On Tuesday, Defense attorney Dorie Maryan cross-examined a police DNA expert challenging prosecution allegations that blood and DNA proving Daniel Messel is guilty of murder.
Blood found on blades of grass at the scene of Hannah Wilson's murder had her blood and blood from an unknown person - not Daniel Messel.
Messell, 50, a print shop worker from Bloomington, is accused of killing 22-year-old Hannah Wilson two weeks before she was to graduate from Indiana University. A passerby found Wilson's body on April 24, 2015 in a parking lot laying face down at State Road 45 and Plum Creek Road near Helmsburg. Wilson had been reported missing the day before the discovery of her body. Messell's cell phone was found next to her body.
An autopsy determined that Wilson had died from blunt force injuries to the back of her head.
Indiana State Police Forensic Serologist Michael Raymond a total of 25 items from the investigation were sent for DNA analysis.
Fourteen of the items submitted were from Messel's Kia SUV. Raymond testified that Wilson's DNA was found on the inside of the driver's side door, on the windshield and hood and on an IU pullover shirt in the back seat of the SUV. The pullover shirt also had Messel's blood on it.
Raymond also testified that a clump of 50 hairs found on the backseat driver's side floor matched Hannah Wilson's DNA.

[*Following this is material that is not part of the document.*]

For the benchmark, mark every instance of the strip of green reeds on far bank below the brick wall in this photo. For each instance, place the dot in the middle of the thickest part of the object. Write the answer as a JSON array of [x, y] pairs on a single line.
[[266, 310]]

Maryan quizzed Raymond about unidentified DNA mixed with Wilson's blood found on blades of dewy grass where the IU student's body was discovered. Raymond confirmed that DNA from an unknown individual was detected in grass collected from the vacant lot near Helmsburg where Wilson's body was found.
Brown County Prosecutor Ted Adams showed the jury the long-sleeved gray shirt Hannah Wilson was wearing when she was killed, its cotton, blood-soaked fabric stiff and cut apart for DNA testing.
Raymond testified that just Wilson's blood was found on the shirt.
Judge Judith Stewart also ruled that prosecutors cannot present evidence of prior convictions for violence against women during the trial of a man accused of killing an Indiana University student.
Judge Stewart denied the state's request to present evidence that his past victims also had their hair pulled out and suffered blunt-force trauma like Hannah Wilson.